Radioimmunotherapy (RIT) is a therapeutic modality that involves the use of monoclonal antibodies (mAb) to deliver the energy of beta- or alpha particles to targeted cells. Even when this technique is approved, it is still in the early stages of development [1]. Relevant results have been obtained in the treatment of refractory non-Hodgkin's lymphoma (NHL) employing ibritumomab tiuxetan (Zevalin) and/or iodine (¹³¹I) tositumomab (Bexxar), the first radioimmunoconjugates (RIC) approved by the US Food and Drug Administration (FDA) in 2002 and 2003, respectively. Nevertheless, the treatment of solid tumors using this modality remains to be thoroughly investigated. Discrete advances have been achieved in the treatment of minimal residual disease, locoregional applications, pretargeted RIT and as a combination of therapies [2], [3].

Epidermal growth factor receptor (EGFR) is a target of anticancer therapies due to its overexpression in a variety of malignant epithelial tumors and it is associated with a poor prognosis [4], [5]. In fibroblasts cells, the expression of EGFR ranges from 40,000 to 100,000 receptors per cell [6], [7]. In contrast, EGFR is overexpressed in the majority of solid tumors, including breast and ovarian cancer, colon cancer, head-and-neck cancer and non–small cell lung cancer (NSCLC), with some breast cancers expressing up to 2×10⁶ EGFR receptors per cell [8]. Several approaches have been used to inhibit the EGFR-associated signal transduction cascade. Monoclonal antibodies bound to a specific region of EGFR have been successfully used to inhibit its dimerization and autophosphorylation [5], [9], [10].

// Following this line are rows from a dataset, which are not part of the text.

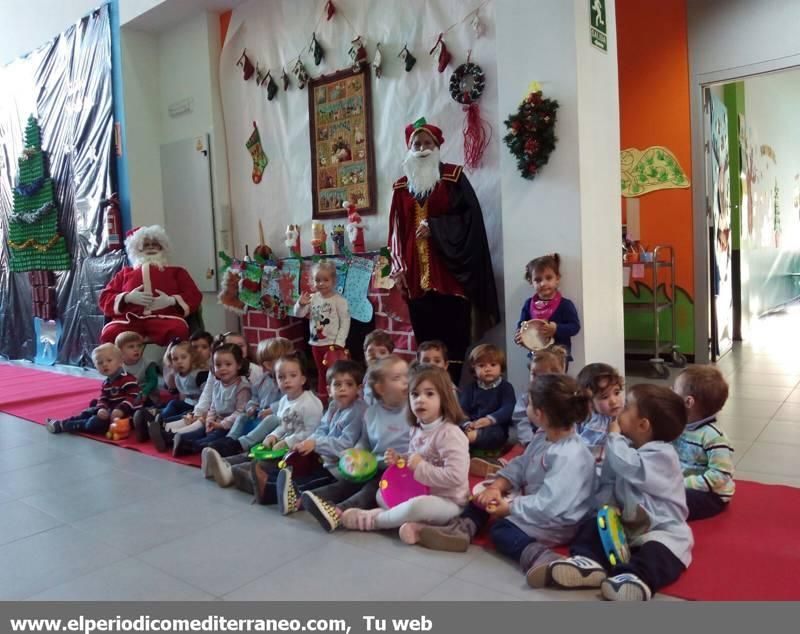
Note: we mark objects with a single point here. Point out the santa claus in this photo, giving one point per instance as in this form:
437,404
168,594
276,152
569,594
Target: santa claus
440,254
150,297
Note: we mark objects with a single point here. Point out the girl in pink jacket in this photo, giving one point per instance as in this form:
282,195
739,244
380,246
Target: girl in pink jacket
438,456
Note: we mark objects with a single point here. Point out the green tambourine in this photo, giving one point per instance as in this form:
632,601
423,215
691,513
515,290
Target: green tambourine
612,535
358,465
260,452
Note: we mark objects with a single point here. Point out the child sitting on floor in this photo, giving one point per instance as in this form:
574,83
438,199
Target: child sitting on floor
704,450
604,385
377,345
438,456
385,428
339,430
265,395
297,415
433,352
230,394
552,360
488,403
131,344
119,394
554,480
642,476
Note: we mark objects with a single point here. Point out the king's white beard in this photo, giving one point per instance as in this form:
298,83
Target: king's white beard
422,171
159,260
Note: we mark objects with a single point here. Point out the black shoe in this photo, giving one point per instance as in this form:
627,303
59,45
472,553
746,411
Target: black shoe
140,420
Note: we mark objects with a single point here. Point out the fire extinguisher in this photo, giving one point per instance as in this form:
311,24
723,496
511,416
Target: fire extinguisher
113,222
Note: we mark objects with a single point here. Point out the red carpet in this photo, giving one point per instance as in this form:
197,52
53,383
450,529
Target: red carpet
37,395
749,553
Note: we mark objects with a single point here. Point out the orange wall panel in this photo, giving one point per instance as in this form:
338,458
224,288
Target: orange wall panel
653,61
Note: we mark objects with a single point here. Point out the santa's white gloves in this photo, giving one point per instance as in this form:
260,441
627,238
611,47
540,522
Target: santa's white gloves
161,301
139,297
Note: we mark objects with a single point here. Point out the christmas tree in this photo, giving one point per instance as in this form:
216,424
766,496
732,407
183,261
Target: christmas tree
33,236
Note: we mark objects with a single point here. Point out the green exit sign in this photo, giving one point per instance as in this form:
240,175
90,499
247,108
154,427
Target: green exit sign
597,24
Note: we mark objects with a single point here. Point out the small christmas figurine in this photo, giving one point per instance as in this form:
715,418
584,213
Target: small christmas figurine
408,58
293,240
377,61
358,53
301,73
355,228
316,48
318,241
272,87
246,65
441,54
337,237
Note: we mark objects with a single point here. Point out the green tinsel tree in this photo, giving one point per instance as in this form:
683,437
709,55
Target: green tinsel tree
33,236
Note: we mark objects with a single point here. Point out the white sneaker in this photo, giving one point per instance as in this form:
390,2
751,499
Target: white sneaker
219,468
625,587
577,572
204,462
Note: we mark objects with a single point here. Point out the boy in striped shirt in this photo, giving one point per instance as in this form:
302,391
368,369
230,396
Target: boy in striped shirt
705,452
119,396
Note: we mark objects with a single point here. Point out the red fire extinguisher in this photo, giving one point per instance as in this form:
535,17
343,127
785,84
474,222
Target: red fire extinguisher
113,222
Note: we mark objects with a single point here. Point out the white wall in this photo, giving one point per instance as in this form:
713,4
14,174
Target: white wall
572,206
159,69
773,121
27,24
728,40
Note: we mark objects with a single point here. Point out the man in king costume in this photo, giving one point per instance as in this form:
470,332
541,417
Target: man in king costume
149,297
440,254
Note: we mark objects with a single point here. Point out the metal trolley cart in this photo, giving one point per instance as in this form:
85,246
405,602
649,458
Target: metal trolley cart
663,258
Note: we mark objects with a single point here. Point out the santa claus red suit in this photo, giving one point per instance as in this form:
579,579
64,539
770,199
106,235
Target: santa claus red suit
440,253
150,297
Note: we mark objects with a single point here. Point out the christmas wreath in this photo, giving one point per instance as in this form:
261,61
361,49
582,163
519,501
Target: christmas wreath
531,133
467,83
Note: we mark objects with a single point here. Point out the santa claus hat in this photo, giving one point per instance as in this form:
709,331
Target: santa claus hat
421,125
135,238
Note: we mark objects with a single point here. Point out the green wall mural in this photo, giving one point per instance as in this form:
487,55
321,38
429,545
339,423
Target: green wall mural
639,323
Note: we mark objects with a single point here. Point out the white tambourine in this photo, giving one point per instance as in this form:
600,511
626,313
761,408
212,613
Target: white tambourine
530,337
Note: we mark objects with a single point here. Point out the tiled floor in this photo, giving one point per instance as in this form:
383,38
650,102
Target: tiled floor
84,520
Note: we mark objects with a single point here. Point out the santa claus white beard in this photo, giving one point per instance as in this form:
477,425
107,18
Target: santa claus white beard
157,259
422,170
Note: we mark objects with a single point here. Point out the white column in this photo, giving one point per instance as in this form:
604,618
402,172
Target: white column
573,206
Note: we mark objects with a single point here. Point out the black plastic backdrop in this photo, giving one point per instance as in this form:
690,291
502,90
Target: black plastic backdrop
66,84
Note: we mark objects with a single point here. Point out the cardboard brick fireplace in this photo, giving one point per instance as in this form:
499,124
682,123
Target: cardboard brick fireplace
256,326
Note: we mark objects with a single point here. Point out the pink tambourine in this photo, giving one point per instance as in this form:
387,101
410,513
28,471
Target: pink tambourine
398,485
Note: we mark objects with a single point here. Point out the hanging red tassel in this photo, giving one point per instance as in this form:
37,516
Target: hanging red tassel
477,134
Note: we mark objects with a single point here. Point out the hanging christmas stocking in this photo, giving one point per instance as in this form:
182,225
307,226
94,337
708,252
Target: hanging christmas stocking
356,289
260,159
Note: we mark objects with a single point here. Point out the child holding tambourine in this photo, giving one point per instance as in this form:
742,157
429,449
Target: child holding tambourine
547,318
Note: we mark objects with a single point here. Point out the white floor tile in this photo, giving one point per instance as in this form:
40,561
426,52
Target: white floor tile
125,580
779,459
48,559
339,572
18,520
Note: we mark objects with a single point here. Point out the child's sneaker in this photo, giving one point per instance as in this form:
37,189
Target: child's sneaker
287,492
156,433
577,572
218,468
322,511
483,467
625,587
454,537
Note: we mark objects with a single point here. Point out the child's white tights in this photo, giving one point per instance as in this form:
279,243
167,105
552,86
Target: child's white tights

Nimotuzumab (TheraCIM, CIMher, Theraloc) is a humanized mAb (IgG1) obtained by transplanting the complementary determining regions of the murine monoclonal antibody ior-egf/r3 to human framework which recognizes the external domain of EGFR with high specificity [11], [12]. Unlike most of the drugs against the EGFR, h-R3 does not show severe adverse effects in the clinic; for example, no serious skin rashes have been reported [13]. h-R3 has demonstrated very encouraging results in pediatric pontine (brainstem) and adult gliomas [14]. It is undergoing clinical trials in non–small cell lung cancer and a Phase II monotherapy trial in Europe in patients with advanced metastatic pancreatic cancer [15]. ¹⁸⁸Re-labeled h-R3 showed promising results in a Phase I trial for the radiation treatment of gliomas via an in-dwelling catheter into the postoperative cavity following resection [16].

Beta radiation radionuclide emitters such as ¹³¹I (t_1/2=8.0 days; β⁻=0.6 MeV and Eγ=0.364 MeV) and ⁹⁰Y (t_1/2=2.67 days; β⁻=2.28 MeV) have been successfully used in RIT. Residualizing radionuclides, such as ⁹⁰Y and ¹⁷⁷Lu, are potentially more suitable radionuclides for RIT [17]. ¹⁷⁷Lu (t_1/2=6.7 days, Eγ=0.208 MeV, β⁻=0.497 MeV, max range in tissue penetration=2.0 mm) is being strongly considered for RIT since it combines the advantages of both ⁹⁰Y and ¹³¹I and the ability to form stable complexes with macrocyclic and acyclic ligands [18], [19], [20], [21]. Its half-life is appropriate for preparation, transport and successful delivery of therapeutic doses to the tumor by radioimmunoconjugates such as monoclonal antibodies. In addition, ¹⁷⁷Lu emits two low-energy γ lines with energy of 113 and 208 keV that are suitable for imaging and assessment of delivered doses.

The aim of this work was to evaluate the RIC ¹⁷⁷Lu-nimotuzumab (¹⁷⁷Lu-h-R3), in a model of human epithelial carcinoma, as a potential radioimmunoconjugate for RIT of tumors overexpressing EGFR. The effects of the nature of the bifunctional chelate used for ¹⁷⁷Lu labeling and the administration approach, intravenous vs. locoregional, were also studied.